Mis alas siempre han dado libertad a las personas. Seguramente ellos, los humanos, no se dan cuenta, sin embargo, seguro estoy que en su conciencia quedará para la posteridad el significado del abrir de mis alas, con plumaje de colores intensos verdes y azul, que velozmente revolotean.
Ese fue un fragmento de la reflexión que hizo el colibrí o huitzilín como le conocían los náhuatls hace más de medio siglo, a las deidades que le confirieron la gracia de deslumbrar con ese color turquesa en la mayoría de su existir.
Fue tan importante su existir que uno de los principales seres míticos prehispánicos que dominaban la cosmovisión de los aztecas, lo llevaba dentro de su espíritu, era nada más y nada menos que Huitzilopochtli, la deidad de la guerra, a quien se le ofrendaban la mayoría de las batallas.
Fue el colibrí, dio el valor y gallardía a Huitzilopochtli desde que estaba en el vientre de Coatlicue, pues iba a ser asesinada por sus propios hijos, los cuerpos celestiales, al enterarse que daría a luz al mayor de los guerreros. La ferocidad con la que Huitzilopochtli defendió a su progenitora fue indispensable.

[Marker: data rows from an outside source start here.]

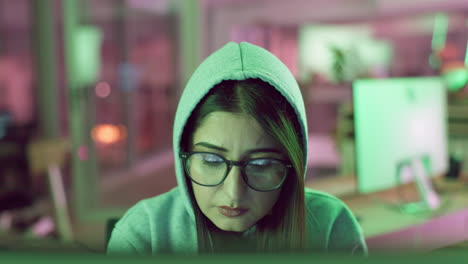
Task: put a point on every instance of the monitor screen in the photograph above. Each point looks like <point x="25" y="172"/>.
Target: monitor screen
<point x="397" y="120"/>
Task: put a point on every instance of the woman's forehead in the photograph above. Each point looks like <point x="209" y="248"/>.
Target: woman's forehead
<point x="232" y="130"/>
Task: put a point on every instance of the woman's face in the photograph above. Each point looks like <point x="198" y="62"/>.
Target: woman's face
<point x="232" y="205"/>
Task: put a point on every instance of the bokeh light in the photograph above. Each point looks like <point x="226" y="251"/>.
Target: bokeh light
<point x="108" y="133"/>
<point x="102" y="89"/>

El colibrí tiene un simbolismo mágico y paradójico, ya que el pequeño tamaño tiene un significado de enormidad espiritual. Su pico alargado refleja la exactitud y precisión en hacer las cosas y el impresionante movimiento de su aleteo, no es más que la habilidad única e incomparable de mantenerse estable.
La elegancia de su actuar y apariencia, significaba el temple que hasta los sabios o conocedores del destino le reconocían, ya que era ejemplo de vida a seguir en el comportamiento humano.
Con ese precedente de valentía, precisión, finura y espiritualidad, el huitzilín desde antaño se considera un gran guerrero, minucioso en su actuar y precioso en su ser que a pesar de su ínfimo cuerpo lo compensa por mucho la estratosférica alma y tenacidad que posee, hoy una herencia más del México antiguo.